As an industry, we are bad at deprecating old protocols like IPv4. This is a genius hack for a problem we have due to IPv6 not being adopted widely enough so that serving legacy IP users becomes a dropable liability to the business. The ROI is still high enough for us to “innovate” here. I applaud the solution but mourn the fact that we still need this.

I guess ingress is next, then? Two layers of Unimog to achieve stability before TCP/TLS termination maybe.

dopylitty · 3 years ago

I've been thinking a lot about this in my own enterprise and I've increasingly come to the conclusion that IP itself is the wrong abstraction for how the majority of modern networked compute works.
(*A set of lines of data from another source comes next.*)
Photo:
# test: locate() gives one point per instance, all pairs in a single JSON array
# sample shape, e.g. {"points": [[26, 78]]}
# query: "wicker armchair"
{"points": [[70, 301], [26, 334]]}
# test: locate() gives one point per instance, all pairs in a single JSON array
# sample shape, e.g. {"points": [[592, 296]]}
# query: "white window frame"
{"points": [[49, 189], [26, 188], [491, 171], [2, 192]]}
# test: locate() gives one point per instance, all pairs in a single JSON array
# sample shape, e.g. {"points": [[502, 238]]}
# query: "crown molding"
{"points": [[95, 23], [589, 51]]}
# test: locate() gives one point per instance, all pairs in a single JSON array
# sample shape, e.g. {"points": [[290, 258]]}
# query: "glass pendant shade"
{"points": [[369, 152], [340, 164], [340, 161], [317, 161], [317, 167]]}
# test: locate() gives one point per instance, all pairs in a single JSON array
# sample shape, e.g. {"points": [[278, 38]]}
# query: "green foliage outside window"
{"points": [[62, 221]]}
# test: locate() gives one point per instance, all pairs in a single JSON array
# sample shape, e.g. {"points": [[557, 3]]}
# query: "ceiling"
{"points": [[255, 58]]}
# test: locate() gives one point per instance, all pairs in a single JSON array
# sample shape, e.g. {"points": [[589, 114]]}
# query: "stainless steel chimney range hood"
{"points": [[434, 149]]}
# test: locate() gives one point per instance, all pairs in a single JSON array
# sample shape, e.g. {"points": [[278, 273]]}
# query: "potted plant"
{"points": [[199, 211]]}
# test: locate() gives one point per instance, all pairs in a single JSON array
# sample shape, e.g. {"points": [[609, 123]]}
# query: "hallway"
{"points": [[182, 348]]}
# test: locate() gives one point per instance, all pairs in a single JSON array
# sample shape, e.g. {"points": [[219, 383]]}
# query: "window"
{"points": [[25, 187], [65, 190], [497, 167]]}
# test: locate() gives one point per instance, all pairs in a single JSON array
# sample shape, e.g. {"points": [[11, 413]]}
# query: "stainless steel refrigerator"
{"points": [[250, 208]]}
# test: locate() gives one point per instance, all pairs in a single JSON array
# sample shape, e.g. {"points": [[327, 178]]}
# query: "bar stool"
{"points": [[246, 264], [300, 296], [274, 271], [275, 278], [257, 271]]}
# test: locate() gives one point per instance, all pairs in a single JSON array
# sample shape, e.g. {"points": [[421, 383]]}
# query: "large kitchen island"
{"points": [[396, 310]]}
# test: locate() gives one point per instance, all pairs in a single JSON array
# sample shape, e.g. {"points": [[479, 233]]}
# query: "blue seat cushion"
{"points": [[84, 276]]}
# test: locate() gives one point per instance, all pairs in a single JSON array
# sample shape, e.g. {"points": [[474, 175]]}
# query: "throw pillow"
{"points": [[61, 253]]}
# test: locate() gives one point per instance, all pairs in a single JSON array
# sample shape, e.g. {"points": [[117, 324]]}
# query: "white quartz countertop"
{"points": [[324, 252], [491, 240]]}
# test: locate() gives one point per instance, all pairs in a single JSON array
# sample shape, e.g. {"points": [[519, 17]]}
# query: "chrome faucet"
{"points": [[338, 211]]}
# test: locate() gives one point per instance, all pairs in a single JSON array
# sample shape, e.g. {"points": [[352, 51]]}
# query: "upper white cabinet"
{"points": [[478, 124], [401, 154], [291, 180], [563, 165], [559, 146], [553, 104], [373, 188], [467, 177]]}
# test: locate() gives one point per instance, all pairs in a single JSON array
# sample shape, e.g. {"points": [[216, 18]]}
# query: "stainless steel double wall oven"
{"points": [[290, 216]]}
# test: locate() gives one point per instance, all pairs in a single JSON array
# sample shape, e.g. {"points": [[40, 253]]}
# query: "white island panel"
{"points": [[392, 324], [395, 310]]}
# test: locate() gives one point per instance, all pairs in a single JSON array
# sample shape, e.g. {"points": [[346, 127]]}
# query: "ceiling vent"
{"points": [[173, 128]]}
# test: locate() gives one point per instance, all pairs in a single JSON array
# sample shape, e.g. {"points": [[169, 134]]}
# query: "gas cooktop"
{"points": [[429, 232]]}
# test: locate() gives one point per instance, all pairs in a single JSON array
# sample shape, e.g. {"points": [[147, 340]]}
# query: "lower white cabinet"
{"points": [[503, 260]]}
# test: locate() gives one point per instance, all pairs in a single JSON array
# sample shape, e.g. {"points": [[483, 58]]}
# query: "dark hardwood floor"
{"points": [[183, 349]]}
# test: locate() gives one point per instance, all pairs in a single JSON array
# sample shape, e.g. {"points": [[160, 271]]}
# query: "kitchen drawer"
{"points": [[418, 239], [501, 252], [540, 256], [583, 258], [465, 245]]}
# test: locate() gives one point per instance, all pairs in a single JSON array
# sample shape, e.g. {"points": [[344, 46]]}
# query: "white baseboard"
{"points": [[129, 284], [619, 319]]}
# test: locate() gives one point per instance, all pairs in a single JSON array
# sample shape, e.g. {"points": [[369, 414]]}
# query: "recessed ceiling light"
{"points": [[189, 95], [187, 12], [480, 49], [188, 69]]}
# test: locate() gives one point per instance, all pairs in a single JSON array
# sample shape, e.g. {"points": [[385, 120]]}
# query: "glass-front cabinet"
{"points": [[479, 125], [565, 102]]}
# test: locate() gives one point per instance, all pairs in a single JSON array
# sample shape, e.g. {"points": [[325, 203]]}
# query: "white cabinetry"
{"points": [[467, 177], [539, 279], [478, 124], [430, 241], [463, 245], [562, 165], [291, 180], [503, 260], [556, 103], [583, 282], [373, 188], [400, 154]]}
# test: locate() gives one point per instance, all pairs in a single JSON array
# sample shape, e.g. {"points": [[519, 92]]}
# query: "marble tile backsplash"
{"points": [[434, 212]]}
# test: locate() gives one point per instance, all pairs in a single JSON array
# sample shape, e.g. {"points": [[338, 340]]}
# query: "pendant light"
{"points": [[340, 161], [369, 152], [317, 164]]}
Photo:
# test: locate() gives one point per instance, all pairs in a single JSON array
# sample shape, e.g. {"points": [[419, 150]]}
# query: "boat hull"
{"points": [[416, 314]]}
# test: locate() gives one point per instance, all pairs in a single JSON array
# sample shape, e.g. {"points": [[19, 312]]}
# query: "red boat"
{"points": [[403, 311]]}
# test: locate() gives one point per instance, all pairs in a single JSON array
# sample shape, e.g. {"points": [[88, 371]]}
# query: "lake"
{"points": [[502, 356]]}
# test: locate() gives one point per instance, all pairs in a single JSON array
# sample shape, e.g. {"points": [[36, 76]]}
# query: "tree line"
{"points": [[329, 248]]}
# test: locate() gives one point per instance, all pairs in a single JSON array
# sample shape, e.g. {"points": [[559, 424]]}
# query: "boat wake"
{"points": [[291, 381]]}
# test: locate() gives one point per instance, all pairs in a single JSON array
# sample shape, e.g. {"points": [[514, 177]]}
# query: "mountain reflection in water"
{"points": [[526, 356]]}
IPv6, as a (quite old itself) iteration on top of IPv4 with a bunch of byzantine processes and acronyms tacked on is solving the wrong problem.

Originally IP was a way to allow discrete physical computers in different locations owned by different organizations to find each other and exchange information autonomously.

These days most compute actually doesn't look like that. All my compute is in AWS. Rather than being autonomous it is controlled by a single global control plane and uniquely identified within that control plane.

So when I want my services to connect to each-other within AWS why am I still dealing with these complex routing algorithms and obtuse numbering schemes?

AWS knows exactly which physical hosts my processes are running on and could at a control plane level connect them directly. And I, as someone running a business, could focus on the higher level problem of 'service X is allowed to connect to service Y' rather than figuring out how to send IP packets across subnets/TGWs and where to configure which ports in NACLs and security groups to allow the connection.

Similarly my ISP knows exactly where Amazon and CloudFlare's nearest front doors are so instead of 15 hops and DNS resolutions my laptop could just make a request to Service X on AWS. My ISP could drop the message in AWS' nearest front door and AWS could figure out how to drop the message on the right host however they want to.

I know there's a lot of legacy cruft and also that there are benefits of the autonomous/decentralized model vs central control for the internet as a whole but given the centralized reality we're in, especially within the enterprise, I think it's worth reevaluating how we approach networking and whether the continuing focus on IP is the best use of of our time.

wpietri · 3 years ago

> my laptop could just make a request to Service X on AWS

I was looking for the "just" that handwaves away the complexity and I was not disappointed.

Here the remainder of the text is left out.